Cindel tells Wicket that she will be leaving Endor with her family soon but then she gets a message that her family is in danger. They return to the Ewok village to find it’s under attack from Sanyassen Mauraders who’ve killed most of its inhabitants, including her parents and brother and enslaved the survivors, among them Wicket and Cindel. With the help of the other Ewoks, they escape into the forrest, are nearly attacked by a condor dragon and are cold and hungry to boot.
Enter Teek, a little imp who runs superfast but has a kind heart. He leads Cindel and Wicket to an empty home where they can stay for awhile. Like a scene out of Snow White and the Seven Dwarves, the girl and the Ewok clean up the home and make some dinner. But uh-oh, who’s this coming up the path? It’s Noa, a grumpy old hermit who actually owns the house and he’s not happy with intruders. Eventually he comes to accept Cindel and Wicket as house guests and even helps Cindel get over her family’s deaths (the dialogue in the scene would be used again in the 1988 film, The Land Before Time, produced by Lucas). We also learn that Noa has a crashed ship in the forest which he’s been trying to fix since the day he came to Endor many years ago.
Meanwhile, back at the castle of Terak, king of the Mauraders, Terak is throwing a fit because he has a power generator that he thinks will give him “the power”. He threatens his lackey, the Nightsister, Charal, with death unless she brinsg him the girl, believing that she knows how to harness “the power”. Charal takes the form of a raven and flies off.

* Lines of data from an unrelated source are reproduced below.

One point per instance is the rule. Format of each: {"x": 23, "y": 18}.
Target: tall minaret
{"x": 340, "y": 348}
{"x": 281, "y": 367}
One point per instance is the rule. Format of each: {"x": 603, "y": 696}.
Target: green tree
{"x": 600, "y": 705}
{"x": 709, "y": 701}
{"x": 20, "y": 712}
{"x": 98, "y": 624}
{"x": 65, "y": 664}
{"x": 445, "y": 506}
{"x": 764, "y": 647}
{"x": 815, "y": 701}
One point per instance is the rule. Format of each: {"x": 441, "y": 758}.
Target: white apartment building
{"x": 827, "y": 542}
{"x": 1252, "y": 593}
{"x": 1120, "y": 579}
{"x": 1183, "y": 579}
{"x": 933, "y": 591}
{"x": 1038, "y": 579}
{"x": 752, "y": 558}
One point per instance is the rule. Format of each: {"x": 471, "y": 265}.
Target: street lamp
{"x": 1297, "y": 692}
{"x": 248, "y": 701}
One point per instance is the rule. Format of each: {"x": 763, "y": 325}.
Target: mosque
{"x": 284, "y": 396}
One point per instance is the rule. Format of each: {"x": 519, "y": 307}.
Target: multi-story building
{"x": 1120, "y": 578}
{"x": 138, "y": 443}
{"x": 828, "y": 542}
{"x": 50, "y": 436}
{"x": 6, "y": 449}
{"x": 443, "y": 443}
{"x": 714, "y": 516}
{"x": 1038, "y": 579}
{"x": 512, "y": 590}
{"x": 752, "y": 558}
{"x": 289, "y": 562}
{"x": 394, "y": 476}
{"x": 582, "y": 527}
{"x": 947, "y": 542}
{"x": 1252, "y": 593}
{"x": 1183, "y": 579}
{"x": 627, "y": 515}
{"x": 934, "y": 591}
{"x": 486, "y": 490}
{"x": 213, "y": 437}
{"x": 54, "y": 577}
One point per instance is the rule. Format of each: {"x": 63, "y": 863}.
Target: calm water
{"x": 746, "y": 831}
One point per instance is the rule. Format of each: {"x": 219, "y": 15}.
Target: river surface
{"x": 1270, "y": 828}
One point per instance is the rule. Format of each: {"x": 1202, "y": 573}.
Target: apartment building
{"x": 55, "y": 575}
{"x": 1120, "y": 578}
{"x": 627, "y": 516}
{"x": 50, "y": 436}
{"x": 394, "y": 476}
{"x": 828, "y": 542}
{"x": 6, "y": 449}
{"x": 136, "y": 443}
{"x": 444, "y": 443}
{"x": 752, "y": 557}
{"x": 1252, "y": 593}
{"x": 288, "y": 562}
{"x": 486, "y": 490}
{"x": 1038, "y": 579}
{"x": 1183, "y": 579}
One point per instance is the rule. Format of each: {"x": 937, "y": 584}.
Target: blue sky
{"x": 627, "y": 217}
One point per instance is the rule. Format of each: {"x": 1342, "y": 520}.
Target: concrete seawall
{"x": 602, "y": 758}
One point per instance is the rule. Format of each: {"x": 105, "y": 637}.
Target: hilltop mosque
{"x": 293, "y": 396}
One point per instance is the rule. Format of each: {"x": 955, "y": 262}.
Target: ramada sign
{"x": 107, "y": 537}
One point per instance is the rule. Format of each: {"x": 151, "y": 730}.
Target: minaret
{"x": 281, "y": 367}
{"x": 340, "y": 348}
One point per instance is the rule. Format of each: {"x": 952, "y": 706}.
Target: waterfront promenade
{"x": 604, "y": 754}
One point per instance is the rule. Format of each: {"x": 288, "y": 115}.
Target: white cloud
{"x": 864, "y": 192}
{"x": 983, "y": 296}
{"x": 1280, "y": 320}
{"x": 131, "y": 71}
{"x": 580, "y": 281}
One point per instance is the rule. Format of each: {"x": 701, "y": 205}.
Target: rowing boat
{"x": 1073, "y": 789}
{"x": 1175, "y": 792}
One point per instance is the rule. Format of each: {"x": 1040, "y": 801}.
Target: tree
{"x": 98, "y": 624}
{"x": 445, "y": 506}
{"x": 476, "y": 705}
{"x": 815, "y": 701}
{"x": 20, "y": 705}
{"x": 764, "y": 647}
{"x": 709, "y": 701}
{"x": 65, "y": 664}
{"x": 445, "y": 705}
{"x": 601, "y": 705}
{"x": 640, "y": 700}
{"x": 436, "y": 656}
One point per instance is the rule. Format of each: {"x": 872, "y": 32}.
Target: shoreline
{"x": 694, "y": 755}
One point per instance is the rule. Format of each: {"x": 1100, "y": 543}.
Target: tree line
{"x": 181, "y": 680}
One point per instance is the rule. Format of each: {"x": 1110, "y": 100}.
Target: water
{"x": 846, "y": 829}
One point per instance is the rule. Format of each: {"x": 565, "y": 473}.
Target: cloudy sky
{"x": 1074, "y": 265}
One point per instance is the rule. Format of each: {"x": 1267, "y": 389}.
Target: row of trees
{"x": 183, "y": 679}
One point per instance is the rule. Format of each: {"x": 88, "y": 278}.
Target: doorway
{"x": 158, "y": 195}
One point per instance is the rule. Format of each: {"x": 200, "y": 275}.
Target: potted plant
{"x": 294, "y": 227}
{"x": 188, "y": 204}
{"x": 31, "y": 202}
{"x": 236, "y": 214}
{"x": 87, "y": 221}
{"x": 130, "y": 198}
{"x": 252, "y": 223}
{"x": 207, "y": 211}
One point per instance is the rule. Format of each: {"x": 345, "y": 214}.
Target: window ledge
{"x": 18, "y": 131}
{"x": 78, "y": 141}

She finds Cindel, captures her, and takes her to the castle.
Cindel tells Terak that she knows nothing about magic and that he’s mistaken about the source of this “power”. Enraged, he throws Cindel in prison with the aforementioned captured Ewoks. But fear not, star warriors! Noa, Wicket and Teek are here to save the day! They break into the castle, free Cindel and the Ewoks and a battle ensues. Terak is killed, Charal loses her powers, the Marauders are defeated and Endor is free to fight the Empire! Hooray! With a fixed ship and a new family, Cindel says goodbye to Teek and the Ewoks and she and Noa fly off.
What I like about this film is that it’s the first Star Wars film to have two female leads: Cindel is without a doubt, the hero of the story and her adversary is the Nightsister, Charal. This is also our first introduction to a Nightsister a type of dark arts, force wielder that would be explored further in The Courtship of Princess Leia and later The Clone Wars. It’s a film that every female star warrior should see considering the recent demand for more female inclusion in the GFFA. My only dislike of this film is that Peter Bernstein (son of Elmer) didn’t incorporate any of John Williams’ music (not even the “Ewok Parade” theme) into the score.
I also wish that Lucasfilm would create merchandise tie-ins for this movie: a Teek plush toy, action figures of Cindel, Noa, Charal, Terak, Wicket and Teek. Maybe Disney will do it, but I doubt it.
Nevertheless, this film is a great addition to your Star Wars DVD collection.